Chekhov ha mostrato un uomo solitario che ha cercato di nascondersi dal mondo intero in un guscio. E la sua vita è stata invisibile, così vuota e priva di significato che nessuno era triste quando è morto…
“L’uomo nell’astuccio” (in russo: “человек в футляре”; “chelovék v futljáre”) è diventata un’espressione popolare con una connotazione negativa: questo è ciò che si dice delle persone che hanno paura di aprirsi al mondo e perdono molte opportunità pur di non uscire dalla loro comfort zone.
8 / “L’uva spina”, 1898
Il protagonista di questo racconto presta servizio in un ufficio, ma sogna di vivere fuori città e di acquistare una tenuta dove non potrà mancare una bella pianta di uva spina. Risparmia su tutto; ogni centesimo. Si sposa anche per soldi, e sua moglie per tutta quell’avarizia appassisce in fretta e muore. Anni dopo, il sogno si è avverato: si è trasformato in un gentiluomo con una tenuta, e mangia avidamente la sua uva spina.
Il racconto è legato a L’uomo nell’astuccio” e in generale al tema dell’essere eccessivamente egocentrici. Inoltre, rappresenta un importante ragionamento di Chekhov sulla felicità umana.
9 / “Dushechka”, 1898
Olenka è così mite che tutti la chiamano “dushechka” (un vezzeggiativo usato per le persone buone). Si dedica agli affari dei suoi mariti con impegno totale: il primo è un impresario teatrale, il secondo un responsabile di un magazzino di legname, quindi un veterinario… Non solo è interessata ed esperta, ma anche un’assistente competente e persino il suo vocabolario cambia a seconda degli interessi del marito.
Questa è una delle opere più importanti sulla natura femminile e sul ruolo della donna. Alla fine del XIX secolo, in Russia le donne cessarono di essere solo madri e mogli: la società richiedeva che fossero istruite, lavorassero e portassero il loro contributo alla società. Chekhov riflette su questo nuovo ruolo, ma non emette alcun verdetto.

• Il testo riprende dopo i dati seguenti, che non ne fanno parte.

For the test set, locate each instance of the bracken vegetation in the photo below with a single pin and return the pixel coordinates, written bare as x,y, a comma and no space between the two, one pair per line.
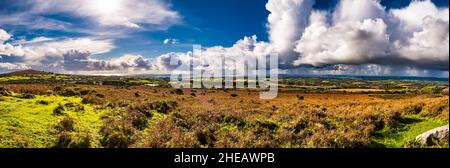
111,116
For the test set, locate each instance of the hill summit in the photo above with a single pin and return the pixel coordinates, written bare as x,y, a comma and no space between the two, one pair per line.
28,72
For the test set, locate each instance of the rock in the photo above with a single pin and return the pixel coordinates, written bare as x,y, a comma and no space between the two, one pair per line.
438,134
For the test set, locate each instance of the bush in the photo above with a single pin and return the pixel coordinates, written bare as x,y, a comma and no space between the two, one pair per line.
163,106
59,110
90,99
139,120
4,92
26,96
74,106
73,140
66,124
42,102
117,134
68,92
178,91
86,92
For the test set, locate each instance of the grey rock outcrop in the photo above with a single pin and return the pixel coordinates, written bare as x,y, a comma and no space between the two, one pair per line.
438,134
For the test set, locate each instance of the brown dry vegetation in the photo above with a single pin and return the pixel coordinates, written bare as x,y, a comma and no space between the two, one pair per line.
162,117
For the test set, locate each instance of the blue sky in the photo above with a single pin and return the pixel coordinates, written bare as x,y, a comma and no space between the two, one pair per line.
183,22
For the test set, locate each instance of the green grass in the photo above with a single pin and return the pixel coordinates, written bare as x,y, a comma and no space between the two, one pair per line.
409,127
26,123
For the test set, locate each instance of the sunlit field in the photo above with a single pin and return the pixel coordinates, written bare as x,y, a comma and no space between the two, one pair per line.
65,115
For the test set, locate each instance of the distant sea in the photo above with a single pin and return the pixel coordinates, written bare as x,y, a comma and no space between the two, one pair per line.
413,78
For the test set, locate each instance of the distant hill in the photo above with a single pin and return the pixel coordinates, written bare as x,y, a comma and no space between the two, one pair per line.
28,72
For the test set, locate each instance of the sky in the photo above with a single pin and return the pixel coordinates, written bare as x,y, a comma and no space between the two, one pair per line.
312,37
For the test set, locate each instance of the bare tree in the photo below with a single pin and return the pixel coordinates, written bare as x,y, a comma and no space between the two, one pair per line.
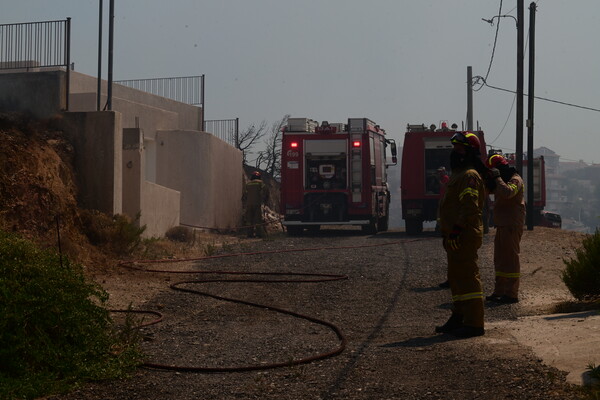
269,160
249,137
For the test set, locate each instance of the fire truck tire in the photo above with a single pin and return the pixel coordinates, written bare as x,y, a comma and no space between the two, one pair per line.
383,223
294,230
414,226
313,229
370,229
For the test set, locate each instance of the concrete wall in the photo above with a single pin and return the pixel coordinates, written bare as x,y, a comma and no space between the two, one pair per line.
207,172
178,174
42,94
98,141
135,115
160,209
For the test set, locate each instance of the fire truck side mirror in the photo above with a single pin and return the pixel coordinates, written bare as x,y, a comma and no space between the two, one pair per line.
393,150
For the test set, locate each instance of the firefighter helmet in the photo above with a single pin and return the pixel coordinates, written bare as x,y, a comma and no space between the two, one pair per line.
496,160
467,139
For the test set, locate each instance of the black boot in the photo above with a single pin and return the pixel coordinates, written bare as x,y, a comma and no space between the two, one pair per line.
453,323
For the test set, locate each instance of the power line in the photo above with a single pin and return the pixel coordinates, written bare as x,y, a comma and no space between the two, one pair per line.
484,83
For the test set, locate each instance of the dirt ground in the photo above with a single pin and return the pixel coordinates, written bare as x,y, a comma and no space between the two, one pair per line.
38,199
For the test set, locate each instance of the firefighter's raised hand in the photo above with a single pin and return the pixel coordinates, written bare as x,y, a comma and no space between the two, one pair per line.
453,238
494,173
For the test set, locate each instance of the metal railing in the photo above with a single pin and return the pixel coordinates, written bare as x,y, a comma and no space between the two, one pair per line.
225,129
37,45
185,89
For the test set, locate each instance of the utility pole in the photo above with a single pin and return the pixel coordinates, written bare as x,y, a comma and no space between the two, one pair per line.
469,98
111,31
530,100
520,57
99,89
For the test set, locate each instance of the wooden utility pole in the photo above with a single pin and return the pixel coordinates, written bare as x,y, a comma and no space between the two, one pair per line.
99,89
530,99
469,98
111,31
520,59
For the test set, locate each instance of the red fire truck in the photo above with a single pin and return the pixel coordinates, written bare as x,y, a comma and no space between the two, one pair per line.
335,174
425,151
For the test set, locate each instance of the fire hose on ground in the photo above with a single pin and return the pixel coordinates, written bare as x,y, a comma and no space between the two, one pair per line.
303,278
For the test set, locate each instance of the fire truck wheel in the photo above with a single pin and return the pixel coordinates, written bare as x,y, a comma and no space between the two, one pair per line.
312,229
370,229
414,226
383,223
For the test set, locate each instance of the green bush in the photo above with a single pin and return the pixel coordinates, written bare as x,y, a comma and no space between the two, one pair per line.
118,233
54,329
582,273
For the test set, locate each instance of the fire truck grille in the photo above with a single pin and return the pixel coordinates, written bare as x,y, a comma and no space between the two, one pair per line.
325,207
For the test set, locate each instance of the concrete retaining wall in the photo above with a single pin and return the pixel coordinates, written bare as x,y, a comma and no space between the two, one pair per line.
98,141
156,206
207,172
169,171
41,94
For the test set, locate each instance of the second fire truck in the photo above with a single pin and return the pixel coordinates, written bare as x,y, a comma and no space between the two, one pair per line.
335,174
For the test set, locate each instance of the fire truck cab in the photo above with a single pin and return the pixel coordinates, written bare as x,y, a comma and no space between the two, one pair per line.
426,150
335,174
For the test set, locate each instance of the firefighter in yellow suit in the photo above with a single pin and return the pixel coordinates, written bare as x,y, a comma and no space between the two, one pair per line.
509,217
254,194
462,230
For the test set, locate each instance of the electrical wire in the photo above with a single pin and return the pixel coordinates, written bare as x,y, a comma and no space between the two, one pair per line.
538,97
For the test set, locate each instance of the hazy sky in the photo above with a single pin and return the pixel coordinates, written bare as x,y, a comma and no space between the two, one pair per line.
393,61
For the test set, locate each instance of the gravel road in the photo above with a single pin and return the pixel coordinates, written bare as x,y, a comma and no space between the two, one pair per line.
387,309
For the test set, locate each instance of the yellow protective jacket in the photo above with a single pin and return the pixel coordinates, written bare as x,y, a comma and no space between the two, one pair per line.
509,202
462,203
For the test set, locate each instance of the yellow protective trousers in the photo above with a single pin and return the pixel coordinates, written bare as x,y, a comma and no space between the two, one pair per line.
465,284
506,260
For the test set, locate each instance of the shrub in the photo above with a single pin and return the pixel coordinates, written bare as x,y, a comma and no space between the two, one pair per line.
119,233
54,329
582,273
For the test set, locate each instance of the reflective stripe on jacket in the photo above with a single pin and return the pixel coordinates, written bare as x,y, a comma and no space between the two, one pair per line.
463,202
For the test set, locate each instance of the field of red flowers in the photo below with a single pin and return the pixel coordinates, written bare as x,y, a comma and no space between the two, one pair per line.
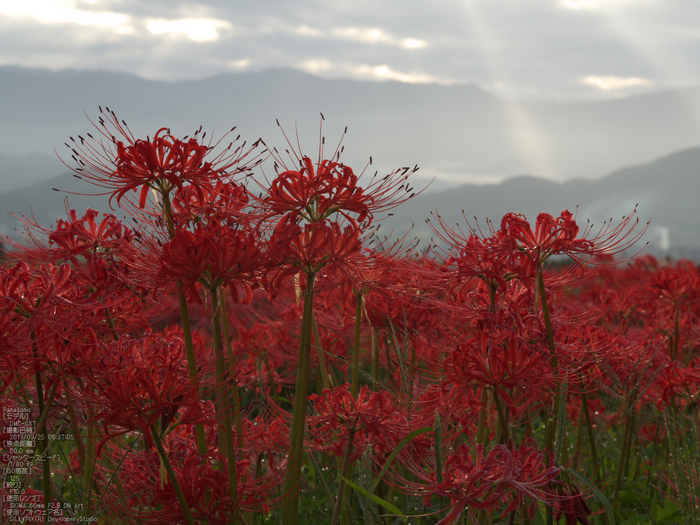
243,347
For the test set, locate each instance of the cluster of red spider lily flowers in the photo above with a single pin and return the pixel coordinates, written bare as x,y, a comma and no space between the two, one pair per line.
236,356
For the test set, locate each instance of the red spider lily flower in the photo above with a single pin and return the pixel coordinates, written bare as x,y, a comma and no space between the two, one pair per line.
560,235
371,418
316,191
142,382
503,357
225,202
503,477
317,245
162,163
316,194
572,504
213,255
488,256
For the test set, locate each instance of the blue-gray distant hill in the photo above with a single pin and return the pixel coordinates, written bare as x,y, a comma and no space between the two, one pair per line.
457,134
665,190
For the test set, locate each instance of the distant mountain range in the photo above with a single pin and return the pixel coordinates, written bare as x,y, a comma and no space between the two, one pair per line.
665,190
456,134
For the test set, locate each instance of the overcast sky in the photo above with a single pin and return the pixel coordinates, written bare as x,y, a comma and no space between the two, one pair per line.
527,49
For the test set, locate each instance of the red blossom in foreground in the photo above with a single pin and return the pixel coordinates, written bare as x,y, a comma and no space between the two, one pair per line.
372,418
509,478
121,163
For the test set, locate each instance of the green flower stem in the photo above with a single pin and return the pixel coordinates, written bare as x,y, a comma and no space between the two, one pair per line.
325,377
579,437
354,387
503,436
223,405
343,474
76,429
240,443
232,374
552,418
481,428
200,435
171,475
42,443
591,436
375,358
625,452
291,490
88,471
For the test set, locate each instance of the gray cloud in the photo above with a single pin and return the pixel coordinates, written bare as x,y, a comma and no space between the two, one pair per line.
541,49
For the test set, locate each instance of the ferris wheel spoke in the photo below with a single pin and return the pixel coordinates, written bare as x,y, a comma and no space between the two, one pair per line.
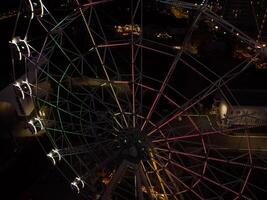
183,184
177,58
165,184
102,64
204,93
210,158
204,177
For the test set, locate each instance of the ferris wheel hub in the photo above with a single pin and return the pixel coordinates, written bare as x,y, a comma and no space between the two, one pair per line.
134,144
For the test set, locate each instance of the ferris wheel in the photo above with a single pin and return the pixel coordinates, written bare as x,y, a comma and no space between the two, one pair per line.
123,102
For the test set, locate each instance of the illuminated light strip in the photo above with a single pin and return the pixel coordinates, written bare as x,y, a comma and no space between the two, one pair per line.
27,46
17,84
32,10
39,120
102,63
158,175
76,186
75,183
51,156
42,8
15,43
118,122
28,85
34,128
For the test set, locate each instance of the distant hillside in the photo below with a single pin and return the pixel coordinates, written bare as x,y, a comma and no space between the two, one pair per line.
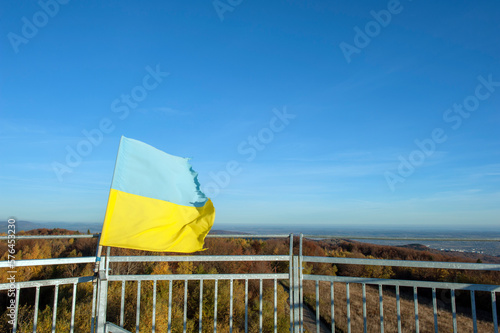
81,227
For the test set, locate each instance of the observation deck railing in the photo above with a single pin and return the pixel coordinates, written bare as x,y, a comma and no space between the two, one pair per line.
302,300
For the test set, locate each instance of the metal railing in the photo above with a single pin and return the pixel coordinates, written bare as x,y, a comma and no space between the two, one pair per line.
292,281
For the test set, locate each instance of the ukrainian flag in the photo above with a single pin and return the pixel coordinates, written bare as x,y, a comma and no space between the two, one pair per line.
155,202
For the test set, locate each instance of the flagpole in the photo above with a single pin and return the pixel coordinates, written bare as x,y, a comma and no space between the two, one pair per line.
99,249
99,324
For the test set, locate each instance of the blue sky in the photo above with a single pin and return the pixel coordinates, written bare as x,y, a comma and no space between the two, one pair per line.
318,112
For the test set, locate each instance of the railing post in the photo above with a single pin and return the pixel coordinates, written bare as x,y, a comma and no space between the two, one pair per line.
296,295
301,286
102,297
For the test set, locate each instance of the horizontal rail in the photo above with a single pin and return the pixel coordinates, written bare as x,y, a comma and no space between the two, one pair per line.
47,262
198,277
199,258
430,239
403,263
404,283
44,283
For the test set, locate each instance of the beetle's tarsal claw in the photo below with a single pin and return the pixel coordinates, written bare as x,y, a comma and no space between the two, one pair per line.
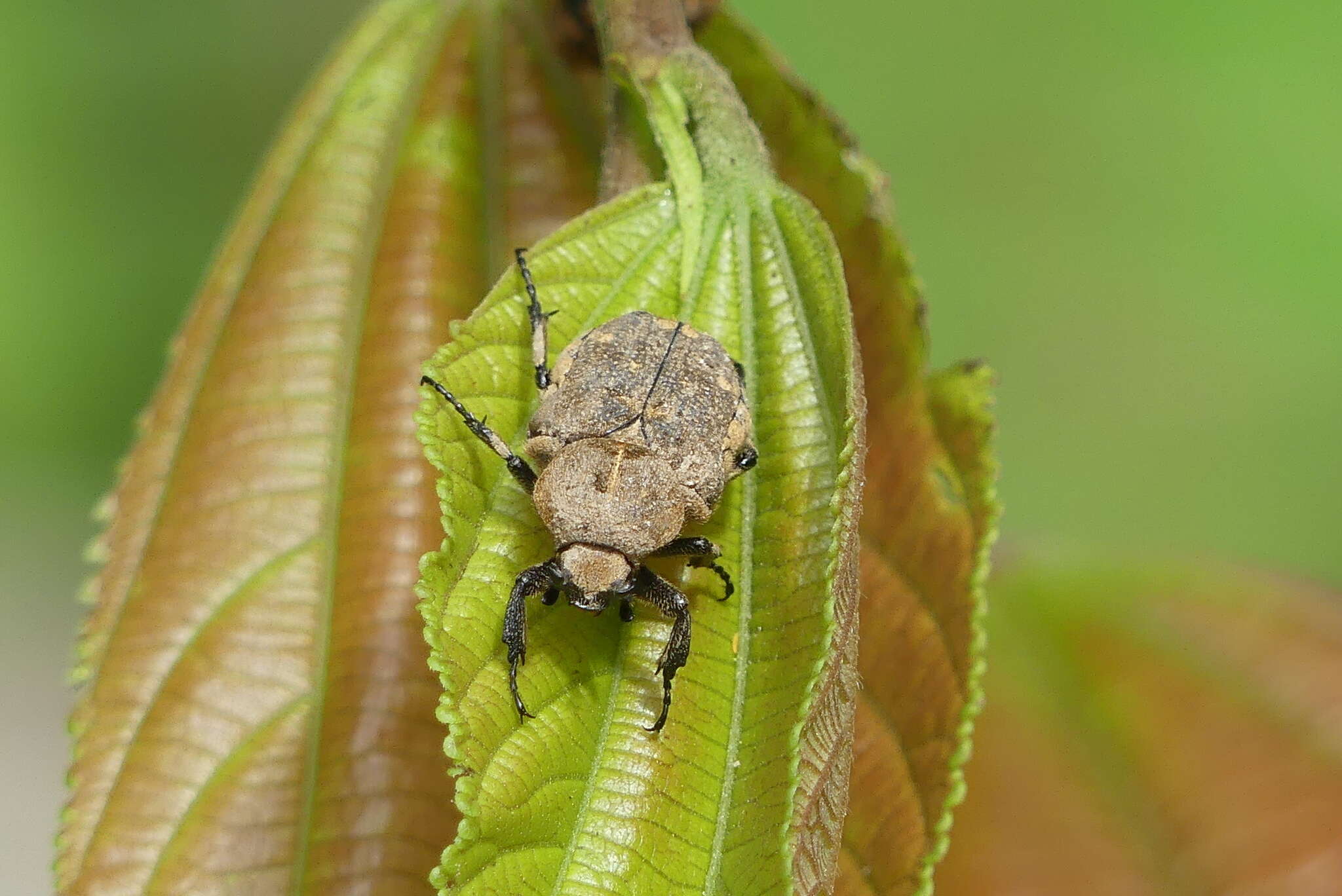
517,698
666,703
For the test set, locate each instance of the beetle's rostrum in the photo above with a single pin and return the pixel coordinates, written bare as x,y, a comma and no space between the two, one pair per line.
642,423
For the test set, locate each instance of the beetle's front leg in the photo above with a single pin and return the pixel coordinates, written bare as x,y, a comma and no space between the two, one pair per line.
533,580
702,554
658,592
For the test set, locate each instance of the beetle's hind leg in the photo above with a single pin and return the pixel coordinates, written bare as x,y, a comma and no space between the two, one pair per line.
540,325
702,554
533,580
661,593
521,470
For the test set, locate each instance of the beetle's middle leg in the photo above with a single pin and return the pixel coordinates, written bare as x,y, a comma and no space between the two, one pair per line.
521,470
533,580
540,325
663,596
702,554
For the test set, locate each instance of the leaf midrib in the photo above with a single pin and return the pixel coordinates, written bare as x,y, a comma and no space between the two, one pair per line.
284,185
399,126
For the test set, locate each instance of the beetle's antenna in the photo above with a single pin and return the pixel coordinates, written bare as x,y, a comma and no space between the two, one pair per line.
540,324
521,470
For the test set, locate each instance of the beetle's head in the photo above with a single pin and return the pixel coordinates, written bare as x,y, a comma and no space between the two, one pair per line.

10 / “La signora con il cagnolino”, 1899
Due persone sposate infelici del loro matrimonio si incontrano in vacanza in Crimea e iniziano una storia d’amore. Dopo le vacanze, tornano dalle loro famiglie, ma si desiderano ardentemente. Rendendosi conto di aver incontrato il vero amore, iniziano a incontrarsi di nascosto e a sognare un futuro insieme…
Questo racconto è stato portato più di una volta sullo schermo, e lascia spazio all’interpretazione, visto il finale aperto. Chekhov scrive ancora una volta non di eroi che cercano e combattono per la loro felicità, ma di persone che si abbandonano al flusso della vita.